Хотелось бы, чтобы читатель за умными, точными и емкими положениями текста увидел обаятельную, душевную, щедрую и красивую женщину, мастера своей профессии и замечательного человека. Хотелось бы, чтобы читатель полюбил ее так, как любим ее мы, ученики, чтобы он поверил ей и таким образом приобщился к нашему братству — братству воспитанников, последователей и соратников Галины Викторовны Морозовой.
Профессор кафедры режиссуры Российской Академии Театрального Искусства (ГИТИС).
П. Г. ПОПОВ О пластической композиции спектакля.

 

 

Режиссура как искусство пластической композиции спектакля.

«Рассматривая деятельность режиссера в современном театре и изучая историю режиссуры в прошлом, можно с уверенностью сказать, что за последние пятьдесят мет она сложилась в совершенно законченную художественную дисциплину. Эта дисциплина может быть изучаема теоретически, и если мы еще не имеем теории режиссуры, то несомненно, что она будет разработана в ближайшее время»(1). Написавший эти строки в 1939 году В. Г. Сахновский оказался прав в одном — в определении возраста режиссуры на тот момент; разработка же теории режиссуры оказалась не столь быстрым делом, как он предполагал. Театру (во всяком случае, русскому) для этого потребовалось еще пятьдесят лет жизни, богатой не только удачами и счастливыми открытиями, но и драматическими потерями. Но даже сейчас, в начале XXI века, еще нельзя сказать, что в теории режиссуры в достаточной мере прояснены все стороны этой профессии.
Всем, кто работает в театре и пишет о нем, хорошо известна формула Вл. И. Немировича-Данченко о трех «лицах» режиссера, т. е. о трех направлениях в работе постановщика спектакля. И долгое время считалось, что этой формулы достаточно для определения режиссуры, как профессии.

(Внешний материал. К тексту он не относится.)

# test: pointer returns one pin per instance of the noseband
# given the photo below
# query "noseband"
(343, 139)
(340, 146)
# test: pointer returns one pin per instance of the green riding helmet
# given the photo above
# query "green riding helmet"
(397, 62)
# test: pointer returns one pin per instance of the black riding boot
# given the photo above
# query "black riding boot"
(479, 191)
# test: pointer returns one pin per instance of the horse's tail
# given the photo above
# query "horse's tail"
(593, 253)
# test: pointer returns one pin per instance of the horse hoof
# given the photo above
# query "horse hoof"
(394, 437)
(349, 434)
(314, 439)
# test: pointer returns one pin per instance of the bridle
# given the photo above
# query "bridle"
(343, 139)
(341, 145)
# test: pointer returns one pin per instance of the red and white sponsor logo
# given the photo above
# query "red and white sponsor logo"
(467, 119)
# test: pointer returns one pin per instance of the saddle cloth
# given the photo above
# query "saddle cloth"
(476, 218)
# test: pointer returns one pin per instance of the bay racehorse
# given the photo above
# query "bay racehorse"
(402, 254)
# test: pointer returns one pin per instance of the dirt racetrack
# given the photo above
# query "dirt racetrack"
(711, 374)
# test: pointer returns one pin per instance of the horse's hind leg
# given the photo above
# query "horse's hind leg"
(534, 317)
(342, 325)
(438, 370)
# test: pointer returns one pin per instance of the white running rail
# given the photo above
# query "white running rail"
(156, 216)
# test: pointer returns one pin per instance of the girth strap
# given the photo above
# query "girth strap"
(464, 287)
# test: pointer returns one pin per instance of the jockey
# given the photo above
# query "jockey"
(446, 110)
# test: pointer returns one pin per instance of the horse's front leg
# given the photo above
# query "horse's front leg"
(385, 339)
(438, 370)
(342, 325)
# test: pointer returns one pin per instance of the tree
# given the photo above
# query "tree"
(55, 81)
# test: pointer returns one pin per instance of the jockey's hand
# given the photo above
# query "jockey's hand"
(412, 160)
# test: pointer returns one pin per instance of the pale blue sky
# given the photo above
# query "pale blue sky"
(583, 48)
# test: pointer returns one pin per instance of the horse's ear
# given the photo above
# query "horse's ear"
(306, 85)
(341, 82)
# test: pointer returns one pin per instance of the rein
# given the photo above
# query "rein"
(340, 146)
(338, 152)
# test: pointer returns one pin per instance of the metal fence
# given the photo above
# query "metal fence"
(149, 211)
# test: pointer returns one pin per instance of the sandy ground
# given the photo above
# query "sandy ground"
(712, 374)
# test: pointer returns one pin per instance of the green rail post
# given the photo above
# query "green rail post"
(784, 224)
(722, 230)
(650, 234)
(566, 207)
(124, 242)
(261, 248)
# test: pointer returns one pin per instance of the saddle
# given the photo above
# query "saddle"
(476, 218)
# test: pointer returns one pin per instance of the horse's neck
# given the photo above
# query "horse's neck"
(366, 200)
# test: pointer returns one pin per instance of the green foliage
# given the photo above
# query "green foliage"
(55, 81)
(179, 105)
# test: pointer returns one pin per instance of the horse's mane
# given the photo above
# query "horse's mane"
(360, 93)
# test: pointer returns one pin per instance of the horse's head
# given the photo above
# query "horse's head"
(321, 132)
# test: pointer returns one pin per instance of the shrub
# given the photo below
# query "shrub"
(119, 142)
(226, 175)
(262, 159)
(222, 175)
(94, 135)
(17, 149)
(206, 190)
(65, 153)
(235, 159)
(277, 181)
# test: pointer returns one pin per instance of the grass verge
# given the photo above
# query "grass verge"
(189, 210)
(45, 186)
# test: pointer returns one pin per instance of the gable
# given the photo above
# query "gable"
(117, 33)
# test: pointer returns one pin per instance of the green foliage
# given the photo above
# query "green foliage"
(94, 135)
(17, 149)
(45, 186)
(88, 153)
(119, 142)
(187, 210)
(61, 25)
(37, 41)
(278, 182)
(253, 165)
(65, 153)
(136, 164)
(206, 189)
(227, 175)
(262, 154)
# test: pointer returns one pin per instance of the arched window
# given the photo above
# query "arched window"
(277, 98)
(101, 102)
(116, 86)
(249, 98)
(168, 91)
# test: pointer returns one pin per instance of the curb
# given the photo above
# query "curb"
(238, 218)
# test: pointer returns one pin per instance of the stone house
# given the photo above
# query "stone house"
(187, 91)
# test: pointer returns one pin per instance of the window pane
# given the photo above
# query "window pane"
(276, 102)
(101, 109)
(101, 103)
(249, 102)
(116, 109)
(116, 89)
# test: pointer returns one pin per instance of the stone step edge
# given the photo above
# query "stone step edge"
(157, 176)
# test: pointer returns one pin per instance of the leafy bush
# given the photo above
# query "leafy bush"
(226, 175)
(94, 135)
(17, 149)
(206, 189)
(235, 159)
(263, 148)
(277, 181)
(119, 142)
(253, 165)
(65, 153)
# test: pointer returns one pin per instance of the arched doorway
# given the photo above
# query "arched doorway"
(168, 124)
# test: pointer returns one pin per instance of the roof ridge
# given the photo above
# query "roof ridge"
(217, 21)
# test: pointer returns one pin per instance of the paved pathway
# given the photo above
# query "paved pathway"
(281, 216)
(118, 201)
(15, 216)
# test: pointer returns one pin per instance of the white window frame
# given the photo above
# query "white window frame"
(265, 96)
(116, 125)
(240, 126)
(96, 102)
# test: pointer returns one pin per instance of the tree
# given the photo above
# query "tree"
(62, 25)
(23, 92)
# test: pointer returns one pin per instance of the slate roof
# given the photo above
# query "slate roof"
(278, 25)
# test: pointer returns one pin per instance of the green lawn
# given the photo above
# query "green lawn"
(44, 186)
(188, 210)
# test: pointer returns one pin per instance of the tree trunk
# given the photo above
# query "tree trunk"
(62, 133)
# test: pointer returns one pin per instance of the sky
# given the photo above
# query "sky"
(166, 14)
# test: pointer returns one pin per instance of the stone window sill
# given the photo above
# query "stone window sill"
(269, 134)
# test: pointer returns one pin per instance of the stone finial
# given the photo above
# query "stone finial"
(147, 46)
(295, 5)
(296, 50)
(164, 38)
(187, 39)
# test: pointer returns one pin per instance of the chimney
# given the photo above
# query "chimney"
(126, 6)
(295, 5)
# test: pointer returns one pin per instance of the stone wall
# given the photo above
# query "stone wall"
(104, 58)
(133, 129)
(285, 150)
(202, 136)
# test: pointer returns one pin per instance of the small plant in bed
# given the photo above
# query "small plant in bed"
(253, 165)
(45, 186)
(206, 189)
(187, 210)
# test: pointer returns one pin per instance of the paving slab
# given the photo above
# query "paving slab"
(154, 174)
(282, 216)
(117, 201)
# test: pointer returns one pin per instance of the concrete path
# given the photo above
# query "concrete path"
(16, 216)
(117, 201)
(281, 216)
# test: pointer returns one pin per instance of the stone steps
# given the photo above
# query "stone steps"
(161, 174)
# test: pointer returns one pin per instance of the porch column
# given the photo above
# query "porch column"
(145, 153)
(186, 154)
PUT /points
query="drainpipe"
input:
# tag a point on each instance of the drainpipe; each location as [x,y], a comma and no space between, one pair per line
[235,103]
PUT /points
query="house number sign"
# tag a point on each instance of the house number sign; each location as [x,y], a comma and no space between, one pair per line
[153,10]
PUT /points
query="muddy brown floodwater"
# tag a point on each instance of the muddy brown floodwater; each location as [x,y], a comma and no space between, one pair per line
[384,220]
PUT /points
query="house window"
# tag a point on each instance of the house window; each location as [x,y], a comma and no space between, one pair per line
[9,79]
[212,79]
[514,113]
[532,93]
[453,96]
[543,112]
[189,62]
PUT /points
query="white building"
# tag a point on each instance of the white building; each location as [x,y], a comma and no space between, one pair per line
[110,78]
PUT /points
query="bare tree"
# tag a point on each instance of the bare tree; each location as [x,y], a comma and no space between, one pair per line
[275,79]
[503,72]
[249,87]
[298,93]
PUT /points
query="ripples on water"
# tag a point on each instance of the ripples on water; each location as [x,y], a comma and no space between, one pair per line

Но ее оказалось недостаточно, когда пришло время определить сущность режиссуры как искусства. Между тем, если она является таковым, то это единственное искусство, не имеющее (или почти не имеющее) теории.
Дело в том, что режиссура — самое молодое из театральных искусств. Актерское искусство существует с тех пор, как существует театр, и практически столько же времени существует искусство драматургии. Из истории театра известно, что в течение многих веков постановкой спектакля руководили то драматурги, то ведущие актеры труппы, а то и просто антрепренеры. И только с конца XIX века, когда, по удачному выражению Ю. К. Герасимова, «возник в цельном и суверенном виде осознавший себя институт режиссуры» (2), процесс развития театрального искусства стал направляться режиссурой. Так начался новый этап в истории театра: если раньше спектакли ставили, то теперь их начали создавать. Режиссер создает, т. е. «сочиняет» произведение театрального искусства, что позволяет ему называть себя его автором, как это сделал М. Рехельс, вынесший данное определение в заглавие своей книги.
Что же создает, «сочиняет» режиссер в спектакле? Пьесу — ее сюжет, текст действующих в ней лиц — сочинил драматург.
Актеры создают — сочиняют! — образы персонажей спектакля, используя для перевоплощения в образ внутреннюю и внешнюю актерскую технику.
Что же остается на долю режиссера? Идейный замысел, т. е. истолкование, «трактовка» предложенного драматургом материала? Да, конечно, об этом говорил и Немирович-Данченко. Он же говорил об обязанности режиссера направлять работу актеров, помогая им в создании образов. Но толковать пьесу может и литературовед, и газетный рецензент, и историк культуры, да и вообще любой ее читатель или зритель; что касается актеров, то, как известно, в прежние времена они справлялись со своей работой и без руководящей роли режиссуры. Однако если спросить современного актера, что он думает о человеке, роль которого играет — ответ почти всегда будет содержать толкование материала роли с позиций актера, как автора — создателя сценического образа. Если бы функция режиссера в театре была ограничена толкованием драматургии, то его работа над спектаклем была бы закончена в тот день, когда он излагает труппе свою экспозицию постановки. Но, как известно, экспозиция — это только начало работы над спектаклем: в отличие от литературоведческого анализа пьесы, режиссерская «трактовка» должна представить зрителю убедительные доказательства права постановщика освещать содержание пьесы именно так, а не иначе. Значит, творческий вклад режиссера в произведение сценического искусства — это форма спектакля, которая делает зримым толкование пьесы ее постановщиком. И значит, существует такая область сценического искусства, где не обойтись без режиссуры — это пространственно-временная форма спектакля, или его пластическая композиция. В этом видел суть искусства режиссуры С. М. Эйзенштейн:
«От реплики к реплике в написанной пьесе надо уметь установить единый процесс действия. Развернуть сухую строчку задания в многообразное, многосложное и ритмически слитное действие. Это первое, что должен уметь режиссер, претендующий на построение сценического действия, а не на речитативы по свиткам ролей» (3). Именно здесь режиссер действует не как организатор творческого процесса, не как педагог, не как толкователь содержания пьесы, а как творец, автор, «сочинитель», суверенный представитель искусства режиссуры. Так мы приходим к определению: режиссура есть искусство пластической композиции спектакля.
Известно, что занятие искусством, тем более занятие профессиональное, требует от человека природной одаренности, отсутствие которой не может быть компенсировано ни общим, ни специальным образованием; при этом каждый из видов искусства требует особой, свойственной именно этому виду одаренности.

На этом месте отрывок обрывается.